Johannas Fest: Vom Schönreden eines Desasters

Das Salz in unserem Streuer war feucht geworden, also klopfte ich bei beiden Gerichten ein paar Mal heftig auf dessen Boden. Ein paar Mal zu viel, wie sich herausstellte.
Johanna Zugmann

Johanna Zugmann

En passant erwähnte mein Mann, dass er unsere Nachbarn zum Dinner eingeladen hat. Und die frisch vom Italien-Urlaub heimgekehrten wollten nur wenig essen, sie hätten dort nämlich einige Kilos zugelegt. Das klingt jetzt vielleicht nicht so herausfordernd, wie es tatsächlich für mich war. Das Paar wohnt zwar in der gleichen Gasse wie wir, aber zu einem privaten Abendessen kommen wir maximal zwei Mal im Jahr zusammen. Er ist nämlich als einer der ranghöchsten Politiker unseres Landes sehr viel unterwegs und seine wunderbar allürenlose Ehefrau hat mit ihren zwei Jobs in Kultur und Sozialarbeit ebenfalls einen knallvollen Terminkalender.
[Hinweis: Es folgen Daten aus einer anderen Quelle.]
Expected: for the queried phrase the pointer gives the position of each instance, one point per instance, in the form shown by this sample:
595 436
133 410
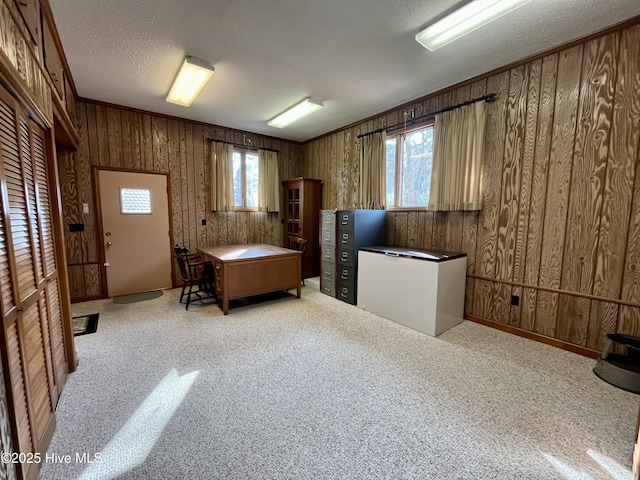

Es sollte schon was Besonderes sein, was wir den beiden kredenzen, meinte mein Mann. Ich entschied mich für zweierlei Salate als Vorspeise und zwei spanische Gerichte als Hauptgänge. Calamares encebolladas (in Olivenöl, Zwiebeln und einem Schuss Cognac langsam gegarte Tintenfisch-Ringe) und eine Tortilla de Patatas (Erdäpfel-Auflauf). Das Salz in unserem Streuer war feucht geworden, also klopfte ich bei beiden Gerichten ein paar Mal heftig auf dessen Boden. Ein paar Mal zu viel, wie sich herausstellte. Ich servierte die Gerichte mit dem Kommentar: „Ich hab gar nicht gewusst, dass ich immer noch so verliebt bin, in meinen Göttergatten“, und entschuldigte mich zerknirscht für das gründlich versalzene Dinner.

Der mächtige Politiker griff nach dem ersten Bissen zur Salzmühle und gab ein Beispiel dafür, wie man ein Desaster schönredet: „Es ist so, dass ich gerade nur noch wenig nachsalzen muss.“ – Das muss ich mir merken, charmanter geht’s nämlich nicht!